Here, in what was once a Magna International auto parts plant, German industrial conglomerate Siemens AG is building giant wind turbine blades, massive components formed from fibreglass, epoxy and balsa wood that are half the length of a football field. About 350 workers mould, bake and trim the huge blades, which are shipped to wind farms throughout Southern Ontario.
The plant’s car-parts past is both symbolic and significant. As the province’s traditional – largely automotive – manufacturing sector shrinks, the Liberal government has attempted to hasten a shift to green technology. The 2009 Green Energy Act (GEA), in particular, was designed to achieve this end – along with weaning the province off dirty, coal-fired electricity production.
By subsidizing wind, solar and other technologies, and forcing developers to buy components and services from local companies, a clean manufacturing sector would be kick-started. At least that was the theory. On the surface, the plan appears to have worked. The province is now sprinkled with green businesses that have – at least in part – replaced some of the collapsing manufacturing infrastructure.
About 130 kilometres due east of Tillsonburg, in Welland, another German-owned entity, Senvion Canada, has set up its own wind turbine blade plant. It employs about 140 people and produces 45-metre-long blades out of a former steel tube factory.
In Guelph, in a highly automated factory that once housed a metallurgical chemical company, Canadian Solar Inc. churns out solar panels that are shipped all over North America.
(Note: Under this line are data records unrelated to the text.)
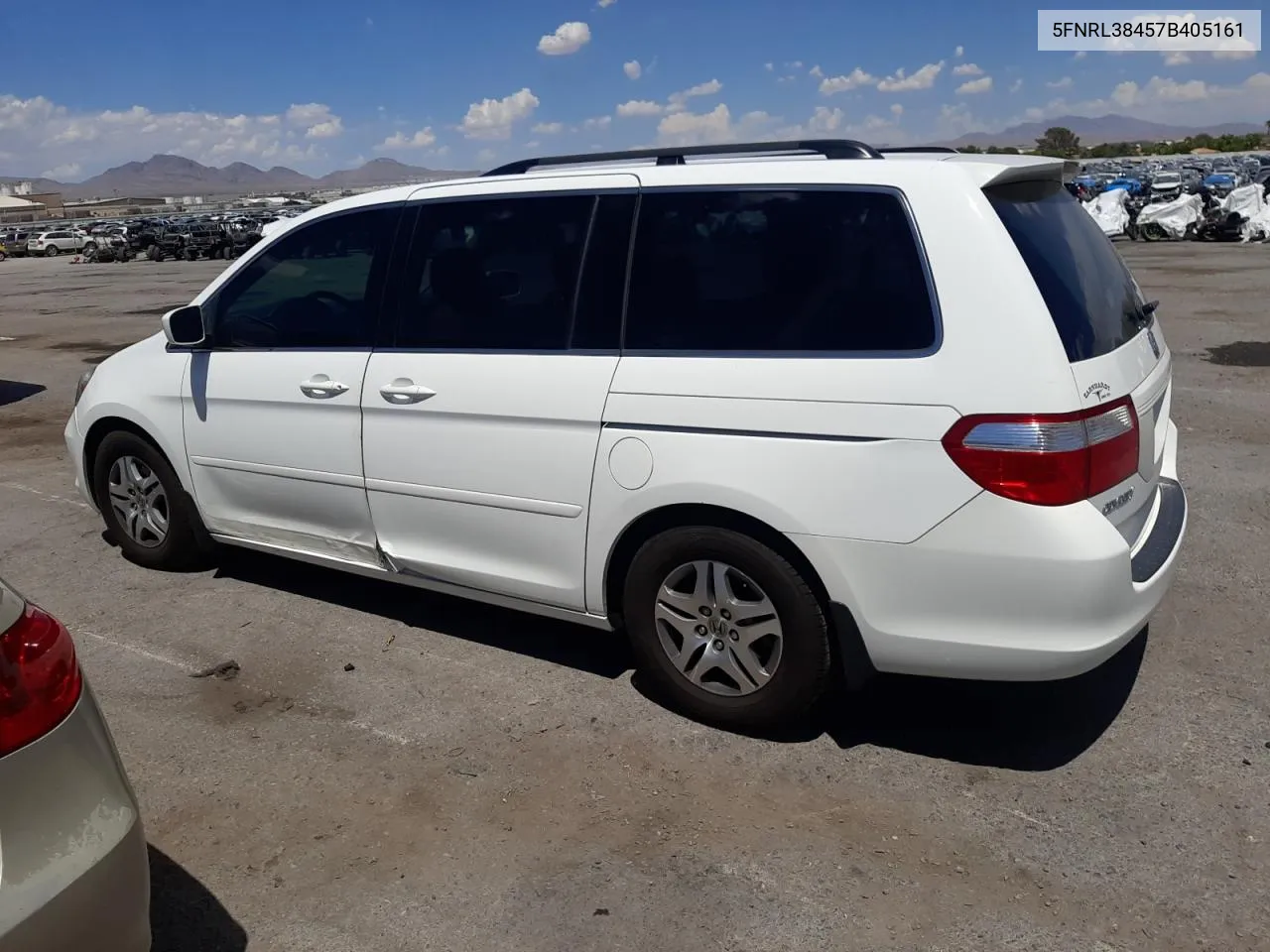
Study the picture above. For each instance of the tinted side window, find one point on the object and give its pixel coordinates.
(318, 286)
(494, 273)
(602, 293)
(1092, 298)
(789, 271)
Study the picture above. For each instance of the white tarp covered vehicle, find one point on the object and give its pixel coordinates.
(1109, 212)
(1257, 227)
(1174, 220)
(1250, 203)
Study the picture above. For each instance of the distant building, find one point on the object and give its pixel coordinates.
(19, 209)
(107, 207)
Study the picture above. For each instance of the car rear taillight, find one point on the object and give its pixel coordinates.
(1048, 458)
(40, 678)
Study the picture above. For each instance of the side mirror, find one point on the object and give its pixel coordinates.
(183, 326)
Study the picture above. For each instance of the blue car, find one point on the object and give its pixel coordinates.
(1132, 185)
(1219, 184)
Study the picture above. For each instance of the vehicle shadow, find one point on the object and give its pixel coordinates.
(13, 390)
(584, 649)
(1017, 726)
(185, 915)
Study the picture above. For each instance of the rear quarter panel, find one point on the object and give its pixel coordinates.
(842, 447)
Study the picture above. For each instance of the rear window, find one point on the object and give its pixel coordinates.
(1092, 298)
(788, 271)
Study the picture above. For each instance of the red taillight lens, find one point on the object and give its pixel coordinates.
(1048, 458)
(40, 678)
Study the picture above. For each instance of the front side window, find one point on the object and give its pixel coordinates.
(779, 272)
(494, 273)
(317, 287)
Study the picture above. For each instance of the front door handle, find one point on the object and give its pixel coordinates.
(321, 388)
(404, 390)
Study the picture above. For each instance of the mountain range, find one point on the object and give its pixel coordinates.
(164, 176)
(1102, 128)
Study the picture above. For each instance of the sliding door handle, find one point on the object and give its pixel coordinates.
(321, 388)
(404, 390)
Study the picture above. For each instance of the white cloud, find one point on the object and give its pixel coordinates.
(974, 86)
(39, 134)
(833, 122)
(317, 118)
(330, 128)
(1170, 89)
(679, 100)
(955, 121)
(681, 128)
(691, 128)
(921, 79)
(826, 119)
(570, 39)
(422, 139)
(493, 118)
(639, 107)
(830, 85)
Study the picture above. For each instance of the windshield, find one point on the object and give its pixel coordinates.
(1092, 298)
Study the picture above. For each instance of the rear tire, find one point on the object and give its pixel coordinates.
(148, 513)
(753, 655)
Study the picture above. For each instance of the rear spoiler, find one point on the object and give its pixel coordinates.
(1002, 169)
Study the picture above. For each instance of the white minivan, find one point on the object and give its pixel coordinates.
(774, 411)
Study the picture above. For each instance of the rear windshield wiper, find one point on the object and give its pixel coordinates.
(1146, 313)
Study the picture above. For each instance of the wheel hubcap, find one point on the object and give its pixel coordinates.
(139, 502)
(719, 629)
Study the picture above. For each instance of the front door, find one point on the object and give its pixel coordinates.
(272, 411)
(481, 422)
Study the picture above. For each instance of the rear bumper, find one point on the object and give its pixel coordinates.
(1003, 590)
(75, 870)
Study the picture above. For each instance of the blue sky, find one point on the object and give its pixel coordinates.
(467, 84)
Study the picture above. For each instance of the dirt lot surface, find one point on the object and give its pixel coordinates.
(488, 780)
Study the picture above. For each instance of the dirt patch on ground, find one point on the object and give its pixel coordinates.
(1241, 353)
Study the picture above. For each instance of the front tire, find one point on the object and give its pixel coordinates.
(148, 513)
(726, 629)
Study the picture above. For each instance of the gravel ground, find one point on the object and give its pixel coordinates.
(486, 780)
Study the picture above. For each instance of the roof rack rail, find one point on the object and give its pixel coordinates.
(676, 155)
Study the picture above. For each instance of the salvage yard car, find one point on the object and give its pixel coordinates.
(76, 874)
(55, 243)
(797, 411)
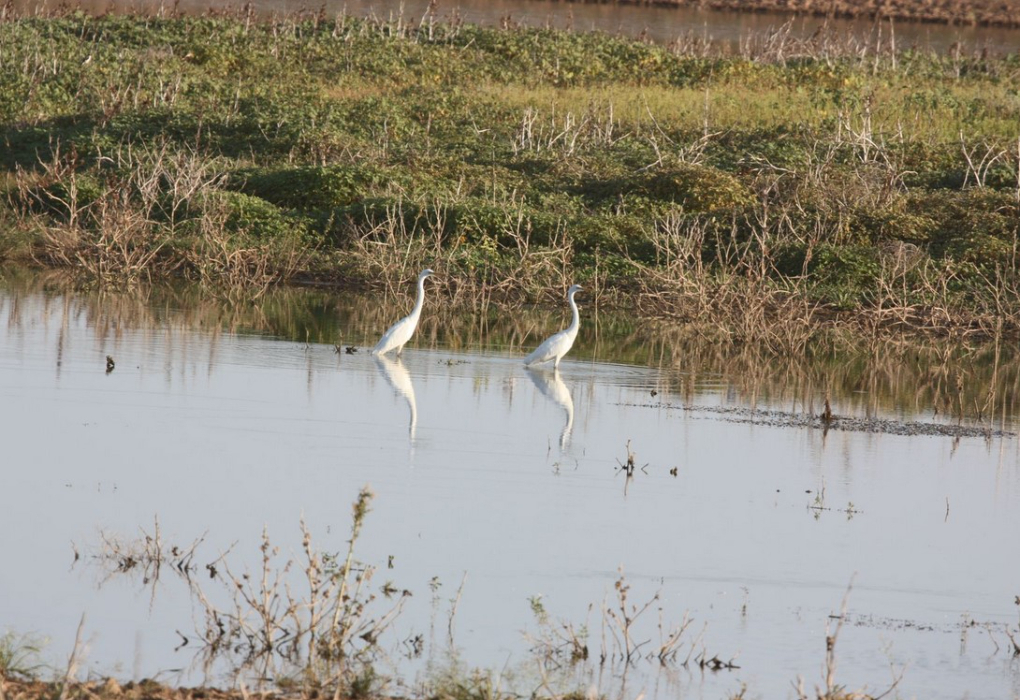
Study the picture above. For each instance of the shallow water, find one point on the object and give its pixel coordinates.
(221, 418)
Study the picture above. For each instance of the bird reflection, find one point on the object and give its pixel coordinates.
(552, 387)
(397, 377)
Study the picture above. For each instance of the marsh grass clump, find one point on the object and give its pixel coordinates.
(622, 620)
(766, 190)
(323, 639)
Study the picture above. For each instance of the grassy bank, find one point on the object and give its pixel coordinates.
(793, 186)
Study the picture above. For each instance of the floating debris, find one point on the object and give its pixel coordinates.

A companion plant down the road in London makes solar modules and power components.
South Korean-owned CS Wind Canada Inc. is making wind turbine towers in Windsor, while Italian-based Silfab Solar Inc. makes solar panels in Mississauga, just outside Toronto.
Other companies as far afield as Sault Ste. Marie, Windsor, Carleton Place and Napanee are churning out solar panels and the racking systems that hold them, inverters that turn direct current into alternating current, and all manner of other components for green power systems.
The key question is whether the green manufacturing business is here to stay.
Critics say Ontario’s green energy policies have actually driven manufacturing out of the province, because they have contributed to higher electricity prices. And the rules requiring developers to buy local no longer apply, thanks to a decision by the World Trade Organization following complaints from Japan and the European Union. That means domestic manufacturers must sink or swim on their own merits and compete with imported products, or look to export markets to make ends meet.